DEALMAKERS at Ward Hadaway worked across four European jurisdictions in a transaction which has seen a Newcastle drugs company purchase three additional manufacturing plants.
Last month Aesica announced it had doubled in size after buying two German manufacturing plants and one Italian plant from Belgian biopharma firm UCB.
North East law firm Ward Hadaway provided legal advice to Aesica Pharmaceuticals on the acquisition, continuing a relationship which stretches back to Aesica’s purchase of Nottingham-based R5 Pharmaceuticals in June last year, and beyond.
Mike Spetch, partner in the corporate finance department at Ward Hadaway, led the firm’s team on the deal. He said: “We are delighted to have helped Aesica Pharmaceuticals with its first international acquisition. This is a significant move for the company and a demonstration of its ambition to grow the business on a global scale.
“It was vital that we were able to co-ordinate and deliver legal advice in four European jurisdictions to ensure that the challenging transaction timetable was met.
“We have advised Aesica on a number of previous transactions, including the acquisition of Nottingham-based R5 Pharmaceuticals in June 2010, so that inside knowledge of how the company operates was also crucial in ensuring that we delivered the right commercially-focused advice on this deal.”

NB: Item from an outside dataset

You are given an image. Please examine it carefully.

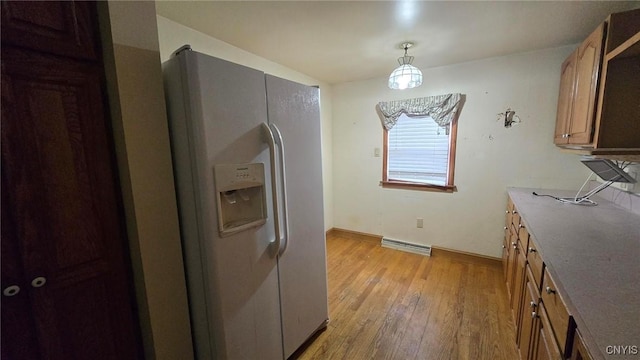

Aesica chief executive Dr Robert Hardy said: “The acquisition of the three UCB manufacturing sites is strategically crucial for our business as we extend and enhance our current offering and establish a presence in Europe. Since Aesica was founded in 2004, we have worked continually to expand and strengthen our offering, supplying our international clients from our manufacturing sites in the UK, while striving to establish a presence in key global markets.
“To have now secured manufacturing sites in Europe, and on such a large scale, is testament to our commitment to ensuring Aesica is recognised as a leading player on the world stage.”
Aesica is one of the UK’s fastest growing companies, with annual revenues trebling in the space of five years to £90m.
December’s purchase – its first outside the UK – will double annual revenues and increase staff numbers from 700 to 1,300.
In the UK it employs 140 people at a manufacturing and research plant in Cramlington and around 25 staff at its Newcastle headquarters, which is expected to increase in the coming months.
Aesica was founded in 2004 through a management buyout of the former BASF site at Cramlington, backed by private equity firm LDC. Its main UK manufacturing pant is in Queenborough, Kent, and it recently announced plans to close a facility in North London with the loss of 50 jobs.
The deal for the UCB sites of Monheim and Zwickau in Germany and Pianezza in Italy is expected to be completed by the spring.